# Built-in Data Structures

## List

### bisect

The built-in bisect module implements binary search and insertion into a sorted list. bisect.bisect() finds the location where an element should be inserted to keep it sorted.

In [2]:
c = [1, 2, 2, 2, 3, 4, 7]

import bisect
bisect.bisect(c, 2)

4

In [3]:
bisect.bisect(c, 5)

6

In [4]:
c

[1, 2, 2, 2, 3, 4, 7]

bisect.insort() actually inserts the element into that location

In [5]:
bisect.insort(c, 6)
c

[1, 2, 2, 2, 3, 4, 6, 7]

### enumerate

In [12]:
some_list = ['foo', 'bar', 'baz']

In [13]:
mapping = {}

In [14]:
for i, v in enumerate(some_list):
    mapping[v] = i

In [15]:
mapping

{'foo': 0, 'bar': 1, 'baz': 2}

In [17]:
sorted([7, 1, 9, 6, 0, 3, 2])

[0, 1, 2, 3, 6, 7, 9]

### zip

In [31]:
seq1 = ['foo', 'bar', 'baz']
seq2 = ['one', 'two', 'three']
zipped = zip(seq1, seq2)
list(zipped)

[('foo', 'one'), ('bar', 'two'), ('baz', 'three')]

In [32]:
seq3 = [False, True]
list(zip(seq1, seq2, seq3))

[('foo', 'one', False), ('bar', 'two', True)]

### enumerate + zip

In [25]:
for i, (a, b) in enumerate(zip(seq1, seq2)):
    print('{0}: {1}, {2}'.format(i, a, b))

0: foo, one
1: bar, two
2: baz, three


### unzip the zipped

In [33]:
pitchers = [('Nolan', 'Ryan'), ('Roger', 'Clemens'), ('Schilling', 'Curt')]
first_names, last_names = zip(*pitchers)
print(first_names)
print(last_names)

('Nolan', 'Roger', 'Schilling')
('Ryan', 'Clemens', 'Curt')


In [30]:
list(reversed(range(10)))

[9, 8, 7, 6, 5, 4, 3, 2, 1, 0]

## Dict

### assigning

In [4]:
d1 = {'a':'some value', 'b':[1, 2, 3, 4]}
d1

{'a': 'some value', 'b': [1, 2, 3, 4]}

In [5]:
d1['b']

[1, 2, 3, 4]

In [6]:
d1[5] = 'some value'
d1

{'a': 'some value', 'b': [1, 2, 3, 4], 5: 'some value'}

### Creating dicts from sequences

In [21]:
''' equivalent to the following loop:
mapping = {}
for key, value in zip(key_list, value_list):
    mapping[key] = value
'''

mapping = dict(zip(range(1,6), ['a', 'b', 'c', 'd', 'e']))
mapping

{1: 'a', 2: 'b', 3: 'c', 4: 'd', 5: 'e'}

### modify

In [7]:
del d1[5]
d1

{'a': 'some value', 'b': [1, 2, 3, 4]}

In [8]:
d1.update({'b': 'foo', 'c':12})

In [11]:
list(d1.keys())

['a', 'b', 'c']

In [12]:
list(d1.values())

['some value', 'foo', 12]

In [14]:
# You can merge one dict into another using the update method
d1.update({'b': 'foo', 'c': 20})
d1

{'a': 'some value', 'b': 'foo', 'c': 20}

### .setdefault()

In [22]:
words = ['apple', 'bat', 'bar', 'atom', 'book']

by_letter = {}
for word in words:
    letter = word[0]
    by_letter.setdefault(letter, []).append(word)
    print(by_letter)

{'a': ['apple']}
{'a': ['apple'], 'b': ['bat']}
{'a': ['apple'], 'b': ['bat', 'bar']}
{'a': ['apple', 'atom'], 'b': ['bat', 'bar']}
{'a': ['apple', 'atom'], 'b': ['bat', 'bar', 'book']}


## set

A set is an **unordered** collection of **unique** elements.
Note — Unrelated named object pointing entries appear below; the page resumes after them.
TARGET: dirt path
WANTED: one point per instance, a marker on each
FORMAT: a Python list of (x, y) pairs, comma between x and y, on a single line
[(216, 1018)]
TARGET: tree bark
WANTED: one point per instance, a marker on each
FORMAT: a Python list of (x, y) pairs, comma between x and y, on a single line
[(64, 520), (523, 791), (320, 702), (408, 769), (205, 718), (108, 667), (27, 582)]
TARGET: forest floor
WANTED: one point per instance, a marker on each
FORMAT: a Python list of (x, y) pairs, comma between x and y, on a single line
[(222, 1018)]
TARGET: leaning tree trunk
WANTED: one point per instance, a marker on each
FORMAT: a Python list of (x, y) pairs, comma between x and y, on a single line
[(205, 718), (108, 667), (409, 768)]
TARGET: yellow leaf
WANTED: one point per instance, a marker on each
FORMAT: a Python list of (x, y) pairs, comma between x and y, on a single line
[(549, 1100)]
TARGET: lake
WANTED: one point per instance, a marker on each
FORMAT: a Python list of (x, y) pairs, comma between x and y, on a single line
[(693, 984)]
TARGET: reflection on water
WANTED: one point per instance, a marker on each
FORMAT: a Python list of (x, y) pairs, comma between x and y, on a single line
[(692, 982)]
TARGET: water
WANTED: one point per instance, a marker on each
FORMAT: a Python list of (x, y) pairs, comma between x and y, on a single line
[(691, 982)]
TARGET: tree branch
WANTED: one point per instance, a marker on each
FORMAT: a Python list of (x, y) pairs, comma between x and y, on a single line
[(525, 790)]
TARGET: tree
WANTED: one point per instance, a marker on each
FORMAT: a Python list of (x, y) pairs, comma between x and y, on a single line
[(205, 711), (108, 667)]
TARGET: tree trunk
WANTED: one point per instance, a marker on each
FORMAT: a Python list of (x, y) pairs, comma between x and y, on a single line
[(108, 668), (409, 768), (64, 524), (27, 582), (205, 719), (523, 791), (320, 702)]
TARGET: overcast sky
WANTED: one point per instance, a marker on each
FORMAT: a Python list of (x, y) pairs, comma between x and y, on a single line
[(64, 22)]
You can think of them like dicts, but keys only, no values.

Elements of a set should be immutable.

In [23]:
a = {1, 2, 3, 4, 5}
b = set([3, 4, 5, 6, 7, 8])

### operations

In [24]:
a.union(b)
a | b

{1, 2, 3, 4, 5, 6, 7, 8}

In [25]:
a.intersection(b)
a & b

{3, 4, 5}

## List, Set, and Dict Comprehensions


In [27]:
# List Comprehension

strings = ['a', 'as', 'bat', 'car', 'dove', 'python']
[x.upper() for x in strings if len(x) > 2]
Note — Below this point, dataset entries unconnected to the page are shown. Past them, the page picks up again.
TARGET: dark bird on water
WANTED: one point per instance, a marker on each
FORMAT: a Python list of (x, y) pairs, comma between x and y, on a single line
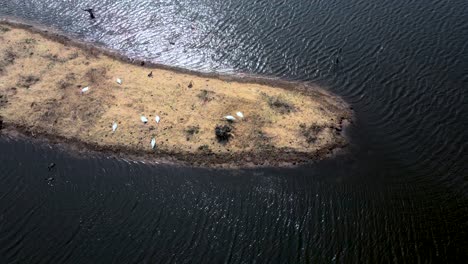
[(51, 166), (91, 12)]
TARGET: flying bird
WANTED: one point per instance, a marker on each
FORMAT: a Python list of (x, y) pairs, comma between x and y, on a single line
[(91, 12)]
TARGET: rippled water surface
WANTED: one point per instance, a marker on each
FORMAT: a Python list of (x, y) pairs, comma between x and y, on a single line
[(399, 196)]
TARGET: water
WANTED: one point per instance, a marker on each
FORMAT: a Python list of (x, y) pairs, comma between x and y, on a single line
[(400, 195)]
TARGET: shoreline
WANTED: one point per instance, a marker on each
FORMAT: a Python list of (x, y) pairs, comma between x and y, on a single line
[(271, 155)]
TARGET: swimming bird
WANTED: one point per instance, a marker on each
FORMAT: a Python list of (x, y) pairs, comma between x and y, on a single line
[(91, 12), (153, 143), (230, 118), (51, 166)]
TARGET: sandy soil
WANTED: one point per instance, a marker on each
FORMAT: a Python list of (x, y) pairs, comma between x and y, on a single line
[(41, 82)]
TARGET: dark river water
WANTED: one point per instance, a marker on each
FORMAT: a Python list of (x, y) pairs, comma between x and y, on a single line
[(400, 195)]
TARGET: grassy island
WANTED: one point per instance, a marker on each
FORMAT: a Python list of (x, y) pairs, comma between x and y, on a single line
[(71, 92)]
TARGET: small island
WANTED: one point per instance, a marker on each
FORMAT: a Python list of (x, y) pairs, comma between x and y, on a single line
[(75, 93)]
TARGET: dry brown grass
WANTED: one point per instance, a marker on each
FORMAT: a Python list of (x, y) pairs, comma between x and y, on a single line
[(190, 106)]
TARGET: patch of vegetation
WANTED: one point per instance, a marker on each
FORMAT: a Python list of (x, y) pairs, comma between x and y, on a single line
[(311, 132), (223, 133), (30, 41), (67, 82), (73, 56), (3, 100), (54, 58), (204, 148), (191, 131), (7, 59), (279, 104), (4, 29), (27, 81), (205, 95), (95, 74)]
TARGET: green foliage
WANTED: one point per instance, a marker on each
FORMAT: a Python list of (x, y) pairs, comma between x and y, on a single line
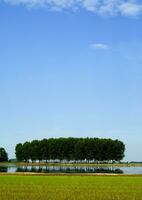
[(70, 187), (76, 149), (3, 155)]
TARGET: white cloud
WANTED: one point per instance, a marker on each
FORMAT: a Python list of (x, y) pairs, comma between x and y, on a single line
[(99, 46), (101, 7), (130, 9)]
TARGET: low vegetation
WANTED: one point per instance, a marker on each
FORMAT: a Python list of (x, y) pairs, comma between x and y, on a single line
[(70, 187)]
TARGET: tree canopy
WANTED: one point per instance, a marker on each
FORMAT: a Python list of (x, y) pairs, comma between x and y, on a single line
[(68, 149), (3, 155)]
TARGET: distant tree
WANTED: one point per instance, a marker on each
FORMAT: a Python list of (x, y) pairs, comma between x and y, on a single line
[(77, 149), (19, 152), (3, 155)]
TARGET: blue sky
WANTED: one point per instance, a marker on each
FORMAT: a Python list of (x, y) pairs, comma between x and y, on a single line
[(71, 68)]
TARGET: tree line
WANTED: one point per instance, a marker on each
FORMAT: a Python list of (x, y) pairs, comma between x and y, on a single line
[(3, 155), (70, 149)]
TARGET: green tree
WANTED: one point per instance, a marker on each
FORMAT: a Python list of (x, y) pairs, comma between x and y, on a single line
[(3, 155)]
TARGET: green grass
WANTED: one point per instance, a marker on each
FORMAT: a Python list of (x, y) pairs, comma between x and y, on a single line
[(18, 187)]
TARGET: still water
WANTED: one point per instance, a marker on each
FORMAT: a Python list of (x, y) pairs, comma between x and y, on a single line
[(72, 169)]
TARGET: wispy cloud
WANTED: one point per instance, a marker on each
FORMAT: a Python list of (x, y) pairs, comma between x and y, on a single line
[(101, 7), (98, 46)]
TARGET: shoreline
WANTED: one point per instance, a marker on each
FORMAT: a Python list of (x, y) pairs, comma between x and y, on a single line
[(67, 174), (9, 164)]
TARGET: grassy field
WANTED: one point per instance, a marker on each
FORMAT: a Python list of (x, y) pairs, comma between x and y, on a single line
[(19, 187)]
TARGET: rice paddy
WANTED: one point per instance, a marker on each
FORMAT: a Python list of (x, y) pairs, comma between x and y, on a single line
[(20, 187)]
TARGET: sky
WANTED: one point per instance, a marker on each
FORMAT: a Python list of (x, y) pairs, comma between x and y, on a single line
[(71, 68)]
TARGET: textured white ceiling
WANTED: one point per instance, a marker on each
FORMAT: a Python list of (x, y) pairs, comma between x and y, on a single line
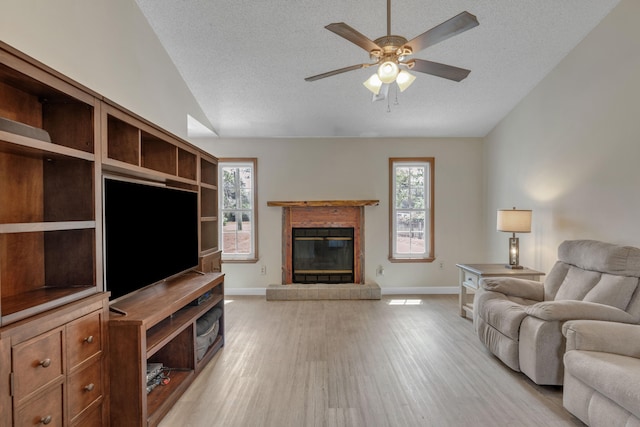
[(245, 62)]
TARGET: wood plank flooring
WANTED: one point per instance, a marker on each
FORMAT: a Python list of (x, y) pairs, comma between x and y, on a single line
[(400, 361)]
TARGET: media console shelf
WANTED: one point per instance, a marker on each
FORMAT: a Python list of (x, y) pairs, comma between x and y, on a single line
[(159, 327)]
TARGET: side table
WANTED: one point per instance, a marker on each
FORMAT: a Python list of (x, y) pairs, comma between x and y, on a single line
[(470, 275)]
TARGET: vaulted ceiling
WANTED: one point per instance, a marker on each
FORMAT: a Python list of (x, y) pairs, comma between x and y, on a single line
[(245, 62)]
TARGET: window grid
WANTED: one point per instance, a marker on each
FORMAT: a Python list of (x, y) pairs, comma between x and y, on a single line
[(238, 210), (411, 225)]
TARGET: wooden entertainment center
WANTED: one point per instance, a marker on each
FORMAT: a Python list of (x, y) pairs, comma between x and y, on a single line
[(65, 359)]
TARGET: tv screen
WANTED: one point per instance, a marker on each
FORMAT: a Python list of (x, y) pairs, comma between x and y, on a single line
[(151, 234)]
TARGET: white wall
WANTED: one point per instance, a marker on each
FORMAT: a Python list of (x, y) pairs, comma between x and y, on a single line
[(570, 150), (350, 169), (107, 46)]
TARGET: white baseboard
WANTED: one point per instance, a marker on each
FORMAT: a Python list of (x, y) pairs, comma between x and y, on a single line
[(422, 290)]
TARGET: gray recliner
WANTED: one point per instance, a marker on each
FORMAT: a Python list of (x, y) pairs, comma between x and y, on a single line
[(520, 321)]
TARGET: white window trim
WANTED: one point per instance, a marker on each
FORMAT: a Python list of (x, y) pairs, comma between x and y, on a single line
[(240, 162), (428, 255)]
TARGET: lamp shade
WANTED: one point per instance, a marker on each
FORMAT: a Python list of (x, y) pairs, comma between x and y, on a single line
[(514, 220)]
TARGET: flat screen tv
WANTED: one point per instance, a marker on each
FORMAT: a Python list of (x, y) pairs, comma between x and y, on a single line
[(151, 234)]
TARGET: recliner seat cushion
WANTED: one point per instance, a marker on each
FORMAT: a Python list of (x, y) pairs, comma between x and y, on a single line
[(614, 376), (503, 314)]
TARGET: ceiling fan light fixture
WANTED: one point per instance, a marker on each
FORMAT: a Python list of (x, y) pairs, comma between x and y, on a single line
[(373, 83), (388, 71), (404, 79)]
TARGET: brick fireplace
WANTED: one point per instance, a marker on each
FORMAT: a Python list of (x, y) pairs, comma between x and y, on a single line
[(311, 225)]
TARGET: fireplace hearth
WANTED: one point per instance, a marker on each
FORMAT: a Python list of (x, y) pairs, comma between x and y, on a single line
[(330, 241)]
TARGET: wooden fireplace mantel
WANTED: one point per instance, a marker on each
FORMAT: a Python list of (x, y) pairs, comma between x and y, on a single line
[(323, 203)]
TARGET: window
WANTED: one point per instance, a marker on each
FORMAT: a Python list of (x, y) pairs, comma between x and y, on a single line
[(238, 197), (411, 209)]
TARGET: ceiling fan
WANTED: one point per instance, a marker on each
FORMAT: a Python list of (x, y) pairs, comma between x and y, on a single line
[(390, 52)]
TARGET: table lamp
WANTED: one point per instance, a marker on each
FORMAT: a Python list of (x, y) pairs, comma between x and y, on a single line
[(514, 221)]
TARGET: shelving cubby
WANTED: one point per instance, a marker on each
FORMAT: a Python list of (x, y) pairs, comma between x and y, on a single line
[(136, 147), (160, 333), (208, 205)]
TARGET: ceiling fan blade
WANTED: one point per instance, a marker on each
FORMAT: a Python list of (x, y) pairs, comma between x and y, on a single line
[(456, 25), (338, 71), (440, 70), (355, 37)]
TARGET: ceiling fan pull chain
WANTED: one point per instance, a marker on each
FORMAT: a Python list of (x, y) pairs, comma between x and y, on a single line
[(388, 17)]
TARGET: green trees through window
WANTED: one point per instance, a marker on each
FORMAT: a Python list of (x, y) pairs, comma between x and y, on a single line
[(411, 216), (238, 202)]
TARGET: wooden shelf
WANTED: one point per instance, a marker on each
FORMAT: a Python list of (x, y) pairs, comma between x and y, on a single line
[(164, 331), (323, 203)]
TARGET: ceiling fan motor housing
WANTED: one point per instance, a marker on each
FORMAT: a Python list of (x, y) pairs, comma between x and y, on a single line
[(393, 48)]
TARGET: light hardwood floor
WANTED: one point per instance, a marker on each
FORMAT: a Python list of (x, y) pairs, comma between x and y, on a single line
[(401, 361)]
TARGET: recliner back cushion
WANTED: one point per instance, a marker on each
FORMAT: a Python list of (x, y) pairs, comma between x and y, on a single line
[(554, 279), (612, 290), (577, 284), (600, 256)]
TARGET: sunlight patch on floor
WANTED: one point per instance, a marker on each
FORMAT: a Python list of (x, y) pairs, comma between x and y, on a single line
[(405, 302)]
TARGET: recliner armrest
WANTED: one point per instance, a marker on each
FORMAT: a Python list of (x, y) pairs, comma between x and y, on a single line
[(515, 287), (607, 337), (563, 310)]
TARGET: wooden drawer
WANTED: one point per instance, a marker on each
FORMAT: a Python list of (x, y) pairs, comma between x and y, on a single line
[(45, 409), (84, 338), (37, 362), (92, 418), (84, 388), (470, 280)]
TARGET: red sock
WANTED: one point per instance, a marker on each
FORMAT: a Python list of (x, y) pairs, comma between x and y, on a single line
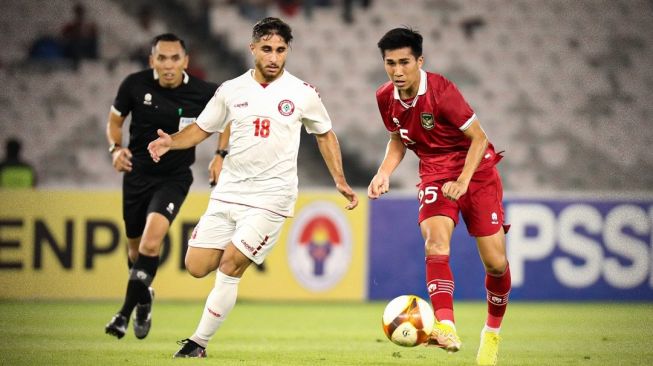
[(498, 289), (439, 282)]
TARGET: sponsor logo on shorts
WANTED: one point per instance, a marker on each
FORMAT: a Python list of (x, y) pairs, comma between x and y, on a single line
[(319, 246), (247, 246), (214, 313)]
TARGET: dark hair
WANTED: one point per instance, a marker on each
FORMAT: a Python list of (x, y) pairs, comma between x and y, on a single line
[(399, 38), (168, 37), (13, 148), (271, 26)]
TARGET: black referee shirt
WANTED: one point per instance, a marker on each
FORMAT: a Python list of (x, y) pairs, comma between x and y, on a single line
[(153, 107)]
['BAT', 'CAR', 'DOVE', 'PYTHON']

In [28]:
# Set comprehension
unique_lengths = {len(x) for x in strings}


In [29]:
# Dict comprehension
loc_mapping = {val: index for index, val in enumerate(strings)}
loc_mapping

{'a': 0, 'as': 1, 'bat': 2, 'car': 3, 'dove': 4, 'python': 5}

The for parts of the list comprehension are arranged according to the order of nesting, and any filter condition is put at the end as before. 

In [8]:
some_tuples = [(1, 2, 3), (4, 5, 6), (7, 8, 9)]
flattened = [x for tup in some_tuples for x in tup]
flattened

[1, 2, 3, 4, 5, 6, 7, 8, 9]

# Fuctions

In [1]:
states = ['  Alabama ', 'Georgia!', 'Georgia', 'georgia', 'FlOrIda', 
          'south carolina##', 'West virginia?']

import re

def clean_strings1(strings):
    result = []
    for value in strings:
        value = value.strip()
        value = re.sub('[!#?]', '', value)
        value = value.title()
        result.append(value)
    return result

clean_strings1(states)

['Alabama',
 'Georgia',
 'Georgia',
 'Georgia',
 'Florida',
 'South Carolina',
 'West Virginia']

## make a **list of the operations** you want to apply to a particular set of strings:

In [4]:
states = ['  Alabama ', 'Georgia!', 'Georgia', 'georgia', 'FlOrIda', 
          'south carolina##', 'West virginia?']

def remove_punctuation(value):
    return re.sub('[!#?]', '', value)

clean_ops = [str.strip, remove_punctuation, str.title]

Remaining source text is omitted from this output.